La snorkeling case è molto pratica da utilizzare, il sistema di chiusura e studiato bene per semplicità ed efficacia. In tre settimane di uso intensivo tra acqua di mare e sabbia non ho trovato mai neanche il più piccolo granellino al suo interno. La struttura del case è molto robusta, questo vuol dire che il P30 Pro oltre che dall’acqua è al sicuro anche in caso di cadute. A coprire le ottiche dello smartphone c’è poi un vetro dotato di un rivestimento che fa scivolare via l’acqua all’istante, permettendoci di filmare sopra e sotto l’acqua senza dover interrompere le riprese.
Sulla custodia troviamo tre tasti fisici che, una volta attivata la modalità sott’acqua dalla fotocamera, sono quelli da cui comandare il P30 Pro. Uno per sbloccare lo schermo, uno per avviare ed interrompere la registrazione video e uno per scattare le fotografie. Tenendo premuto a lungo il pulsante di scatto verrà realizzata anche una raffica. Ovviamente, sott’acqua il pannello touch screen non è gestibile, l’acqua lo farebbe impazzire! Fuori dall’acqua, però, si può usare senza troppi problemi anche attraverso il case. Attivare la modalità di utilizzo con i guanti può essere buona idea.

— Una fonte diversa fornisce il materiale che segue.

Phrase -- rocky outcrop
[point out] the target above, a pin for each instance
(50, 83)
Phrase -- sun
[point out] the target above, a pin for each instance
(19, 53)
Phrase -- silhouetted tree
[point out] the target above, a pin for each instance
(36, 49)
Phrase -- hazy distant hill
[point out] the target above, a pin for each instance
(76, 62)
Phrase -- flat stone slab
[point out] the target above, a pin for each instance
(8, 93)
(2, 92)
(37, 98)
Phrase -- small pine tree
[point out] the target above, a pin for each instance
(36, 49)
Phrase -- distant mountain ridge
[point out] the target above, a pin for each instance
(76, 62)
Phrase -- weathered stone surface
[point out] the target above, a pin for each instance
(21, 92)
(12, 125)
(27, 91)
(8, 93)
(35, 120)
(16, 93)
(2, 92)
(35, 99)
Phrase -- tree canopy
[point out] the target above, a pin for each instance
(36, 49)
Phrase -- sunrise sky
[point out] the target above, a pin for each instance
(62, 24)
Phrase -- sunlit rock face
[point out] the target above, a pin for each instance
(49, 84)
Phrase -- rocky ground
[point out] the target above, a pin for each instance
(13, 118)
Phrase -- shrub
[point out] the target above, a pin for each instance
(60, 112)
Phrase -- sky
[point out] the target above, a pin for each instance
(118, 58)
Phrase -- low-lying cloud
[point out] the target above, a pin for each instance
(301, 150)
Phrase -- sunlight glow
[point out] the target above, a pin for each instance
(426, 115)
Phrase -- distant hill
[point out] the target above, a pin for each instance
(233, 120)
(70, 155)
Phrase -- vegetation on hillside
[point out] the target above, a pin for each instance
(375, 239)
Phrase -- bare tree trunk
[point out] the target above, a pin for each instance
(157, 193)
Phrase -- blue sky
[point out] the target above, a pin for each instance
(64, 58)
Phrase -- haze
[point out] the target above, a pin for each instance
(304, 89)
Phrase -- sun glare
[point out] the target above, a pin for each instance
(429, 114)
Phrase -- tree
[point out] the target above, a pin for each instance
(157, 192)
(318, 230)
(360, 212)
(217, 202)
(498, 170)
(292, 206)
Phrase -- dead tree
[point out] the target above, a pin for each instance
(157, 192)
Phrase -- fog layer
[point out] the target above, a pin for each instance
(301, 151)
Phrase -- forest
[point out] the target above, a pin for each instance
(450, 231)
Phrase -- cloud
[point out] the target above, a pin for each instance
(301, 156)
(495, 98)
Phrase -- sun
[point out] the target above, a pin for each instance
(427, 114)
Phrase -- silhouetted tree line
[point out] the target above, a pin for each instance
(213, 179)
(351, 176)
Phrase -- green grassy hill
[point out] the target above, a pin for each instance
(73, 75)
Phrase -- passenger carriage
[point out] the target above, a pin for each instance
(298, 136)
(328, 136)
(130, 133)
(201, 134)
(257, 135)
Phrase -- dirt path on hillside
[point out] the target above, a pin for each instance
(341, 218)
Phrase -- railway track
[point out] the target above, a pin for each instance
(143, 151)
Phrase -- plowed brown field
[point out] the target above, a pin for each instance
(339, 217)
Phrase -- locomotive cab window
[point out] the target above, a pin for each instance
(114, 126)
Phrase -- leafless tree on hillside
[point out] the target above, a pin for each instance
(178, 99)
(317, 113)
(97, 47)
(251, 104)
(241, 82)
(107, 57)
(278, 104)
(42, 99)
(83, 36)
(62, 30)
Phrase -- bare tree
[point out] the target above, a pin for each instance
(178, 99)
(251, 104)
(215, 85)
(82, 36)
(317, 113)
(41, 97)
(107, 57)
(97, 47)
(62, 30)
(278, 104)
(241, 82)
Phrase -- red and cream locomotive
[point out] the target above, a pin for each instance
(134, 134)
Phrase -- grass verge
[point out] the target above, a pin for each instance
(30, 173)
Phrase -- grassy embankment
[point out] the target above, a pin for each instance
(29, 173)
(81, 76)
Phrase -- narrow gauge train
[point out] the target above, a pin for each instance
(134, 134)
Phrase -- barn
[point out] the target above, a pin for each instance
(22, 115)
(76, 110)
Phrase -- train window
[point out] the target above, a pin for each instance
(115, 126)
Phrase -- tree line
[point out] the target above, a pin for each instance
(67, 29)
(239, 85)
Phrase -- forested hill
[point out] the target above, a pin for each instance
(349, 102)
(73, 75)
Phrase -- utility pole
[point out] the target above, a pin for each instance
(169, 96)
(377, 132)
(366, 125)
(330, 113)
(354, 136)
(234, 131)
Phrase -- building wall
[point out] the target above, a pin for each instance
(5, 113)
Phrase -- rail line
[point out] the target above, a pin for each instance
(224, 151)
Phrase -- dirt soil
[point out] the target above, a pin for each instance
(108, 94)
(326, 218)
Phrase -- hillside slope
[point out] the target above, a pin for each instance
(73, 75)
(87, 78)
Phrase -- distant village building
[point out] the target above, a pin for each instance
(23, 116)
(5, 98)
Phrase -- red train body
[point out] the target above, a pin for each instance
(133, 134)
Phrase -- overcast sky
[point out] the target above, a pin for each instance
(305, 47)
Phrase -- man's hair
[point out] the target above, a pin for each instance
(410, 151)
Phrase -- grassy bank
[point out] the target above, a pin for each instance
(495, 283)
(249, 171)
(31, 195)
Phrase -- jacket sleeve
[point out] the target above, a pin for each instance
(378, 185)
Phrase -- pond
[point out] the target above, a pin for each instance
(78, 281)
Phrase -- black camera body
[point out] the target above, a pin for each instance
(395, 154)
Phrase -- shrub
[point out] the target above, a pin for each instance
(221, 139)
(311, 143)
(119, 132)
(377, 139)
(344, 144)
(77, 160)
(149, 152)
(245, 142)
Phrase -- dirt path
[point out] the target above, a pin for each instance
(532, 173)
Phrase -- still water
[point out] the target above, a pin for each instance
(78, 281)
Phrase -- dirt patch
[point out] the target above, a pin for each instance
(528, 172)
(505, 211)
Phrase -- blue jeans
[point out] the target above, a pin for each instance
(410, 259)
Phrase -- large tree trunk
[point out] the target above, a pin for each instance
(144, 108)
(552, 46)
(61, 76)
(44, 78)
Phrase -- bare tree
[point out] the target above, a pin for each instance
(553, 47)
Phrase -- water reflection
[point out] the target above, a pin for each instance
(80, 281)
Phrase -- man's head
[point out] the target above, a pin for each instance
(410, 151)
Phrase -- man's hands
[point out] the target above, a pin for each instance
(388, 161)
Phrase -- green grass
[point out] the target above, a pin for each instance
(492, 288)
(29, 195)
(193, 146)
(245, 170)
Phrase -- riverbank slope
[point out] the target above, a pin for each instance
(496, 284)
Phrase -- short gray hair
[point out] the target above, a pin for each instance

Dal lato opposto a quello dei pulsanti, sulla snorkeling case troviamo anche un pratico attacco a vite per treppiedi, mentre sul dorso quello che mi ha davvero convinto è l’ampia impugnatura che offre un solido grip. Huawei in dotazione offre anche un laccetto per legare il case al polso, cosa che vi suggerisco di fare sempre; non sia mai che lo smartphone vi scivoli via e finisca a tanti, troppi metri di profondità!

Nonostante il P30 Pro sia già resistente ad acqua e polvere secondo lo standard IP68, non è consigliabile esagerare con le immersioni, soprattutto in acqua di mare, anche perché le aziende non considerano sotto garanzia eventuali danni dovuti alle immersioni. Con la snorkeling case montata siamo sicuri di poter fotografare e registrare video fino a 10 metri di profondità per circa un’ora di utilizzo continuato.

Volendo trovare il pelo nell’uovo, potrei solo dire che la modalità sott’acqua potrebbe offrire una sola funzione in più: la possibilità di impostare il flash, perché a 10 metri di profondità può sicuramente tornare molto utile. Ma, detto ciò, ho trovato davvero pratica la soluzione Huawei P30 Pro e snorkeling case per scattare fotografie durante la mia vacanza. E se non avete esigenze particolari può davvero essere la combinazione vincente per viaggiare leggeri ed essere sicuri di tenere protetto il proprio smartphone. E in fondo il prezzo è anche interessante, su amazon si trova a circa 55 euro.